Les Kenyans inquiets alors que le gouvernement décide d’autoriser les services de sécurité privés à procéder à des arrestations et à des fouilles immobilières : « Watatuharass »

Maria

Les Kenyans inquiets alors que le gouvernement décide d'autoriser les services de sécurité privés à procéder à des arrestations et à des fouilles immobilières : "Watatuharass"
  • Le ministère de l’Intérieur a déposé au Parlement un règlement visant à donner aux agents de sécurité privés le pouvoir de fouiller et d’arrêter des personnes.
  • Les gardiens pourront procéder aux arrestations sans mandat de perquisition avant de présenter les contrevenants au commissariat le plus proche.
  • Les internautes ont réagi à la nouvelle, la plupart d’entre eux étant mécontents et déplorant que les gardes abusent de leur pouvoir.

Les Kenyans sont mécontents après qu’il est apparu que le Parlement envisageait d’accorder aux agents de sécurité le pouvoir de fouiller et d’arrêter les individus dans les locaux qu’ils gardent. Ils sont libres de le faire sans mandat d’arrêt.

Ce que les agents de sécurité seront habilités à faire

Une proposition présentée au Parlement par le ministère de l’Intérieur stipule que les gardes de sécurité devraient utiliser des moyens non violents lors des arrestations, mais sont autorisés à recourir à la violence si nécessaire.

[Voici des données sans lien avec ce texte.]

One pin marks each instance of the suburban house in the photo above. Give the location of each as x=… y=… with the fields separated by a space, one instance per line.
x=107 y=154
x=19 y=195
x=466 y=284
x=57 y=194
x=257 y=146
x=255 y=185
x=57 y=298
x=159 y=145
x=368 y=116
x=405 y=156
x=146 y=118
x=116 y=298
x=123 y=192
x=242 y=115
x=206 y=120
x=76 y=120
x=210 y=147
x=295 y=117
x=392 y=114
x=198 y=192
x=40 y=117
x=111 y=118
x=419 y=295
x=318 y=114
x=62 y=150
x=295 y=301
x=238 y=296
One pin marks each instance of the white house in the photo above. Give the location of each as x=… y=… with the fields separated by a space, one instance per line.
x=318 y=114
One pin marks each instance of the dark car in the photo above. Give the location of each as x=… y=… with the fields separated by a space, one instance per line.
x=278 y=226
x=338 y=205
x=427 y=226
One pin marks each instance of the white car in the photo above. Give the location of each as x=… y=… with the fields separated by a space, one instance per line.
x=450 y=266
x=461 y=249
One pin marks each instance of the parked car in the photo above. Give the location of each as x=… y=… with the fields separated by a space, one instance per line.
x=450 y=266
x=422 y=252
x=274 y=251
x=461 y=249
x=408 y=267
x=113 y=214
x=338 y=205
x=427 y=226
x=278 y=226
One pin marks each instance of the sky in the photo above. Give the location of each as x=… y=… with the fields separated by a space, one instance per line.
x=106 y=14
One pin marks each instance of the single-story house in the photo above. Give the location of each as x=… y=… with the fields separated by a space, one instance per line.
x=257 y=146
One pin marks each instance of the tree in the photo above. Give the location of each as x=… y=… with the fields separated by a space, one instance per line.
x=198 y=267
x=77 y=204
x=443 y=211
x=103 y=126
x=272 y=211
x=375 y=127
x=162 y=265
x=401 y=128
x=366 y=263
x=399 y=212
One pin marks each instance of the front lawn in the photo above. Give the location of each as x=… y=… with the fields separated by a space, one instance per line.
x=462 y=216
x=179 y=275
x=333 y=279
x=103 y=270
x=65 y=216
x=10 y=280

Après l’arrestation, les gardiens doivent présenter les détenus à un commissariat de police voisin et déclarer leur infraction.

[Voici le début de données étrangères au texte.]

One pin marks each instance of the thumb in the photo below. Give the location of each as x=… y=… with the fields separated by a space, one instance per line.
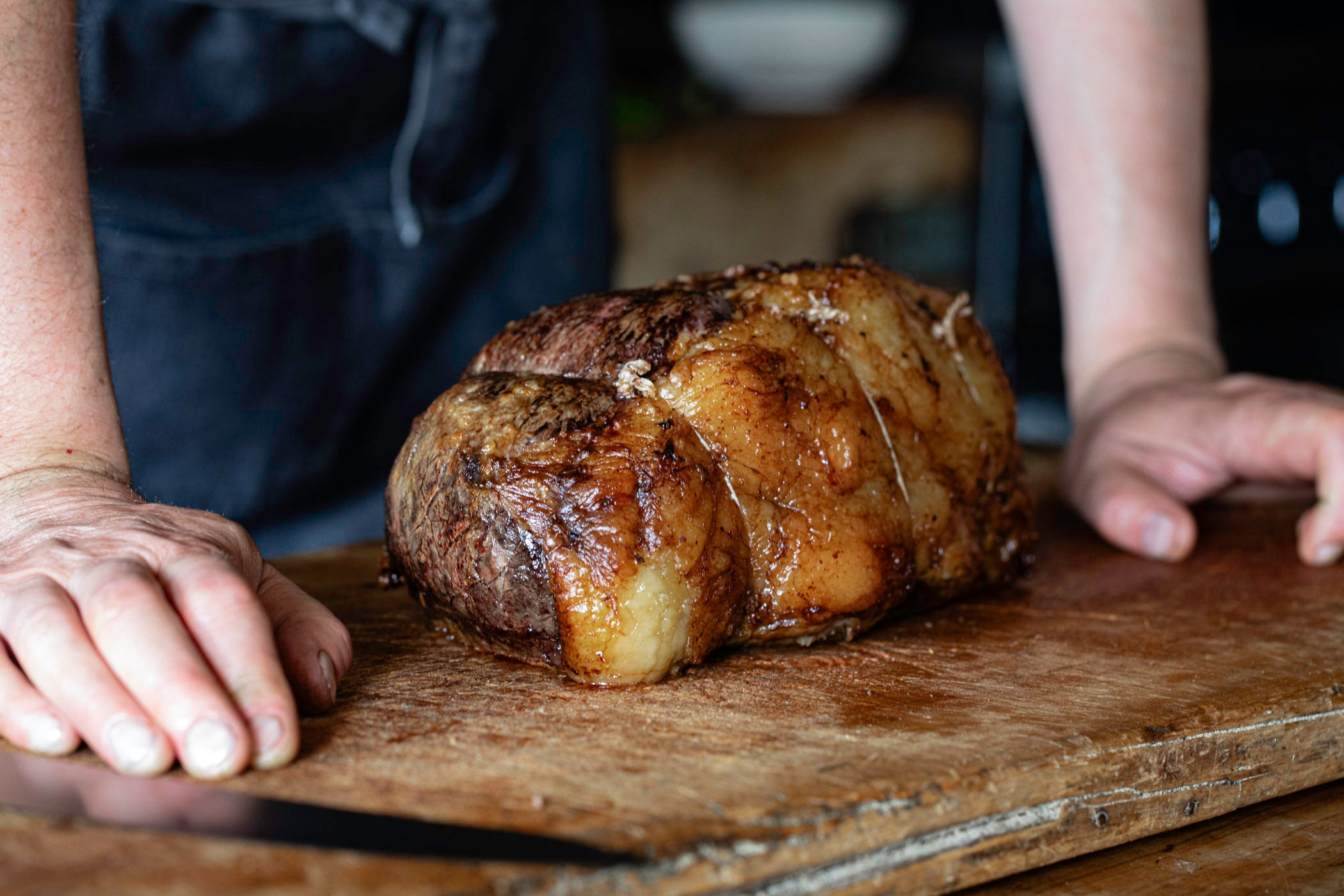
x=1133 y=512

Lors des fouilles, les gardes peuvent inspecter les effets personnels, les sacs ou les véhicules d’une personne, soit physiquement, soit à l’aide de machines.

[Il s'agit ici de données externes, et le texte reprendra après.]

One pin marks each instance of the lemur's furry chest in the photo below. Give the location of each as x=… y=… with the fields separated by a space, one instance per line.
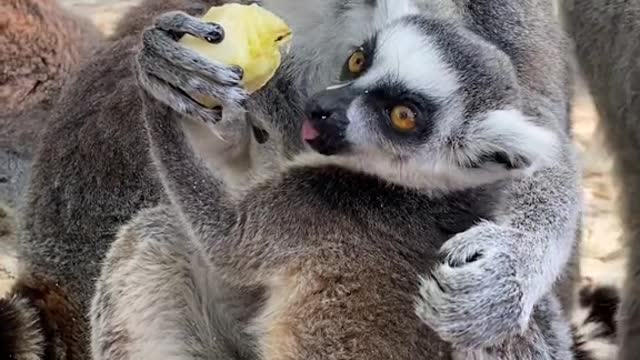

Il peut s’agir d’une recherche de renseignement de routine quotidienne basée sur des informations pré-connues ou d’une vérification aléatoire.

« Une fouille effectuée par un prestataire de services de sécurité privé doit être menée avec dignité et décorum », lit-on en partie dans la proposition.

Réactions aux règlements proposés

Cependant, de nombreux Kenyans sont mécontents des réglementations proposées, craignant que les gardes n’abusent de leur pouvoir et ne violent leurs droits.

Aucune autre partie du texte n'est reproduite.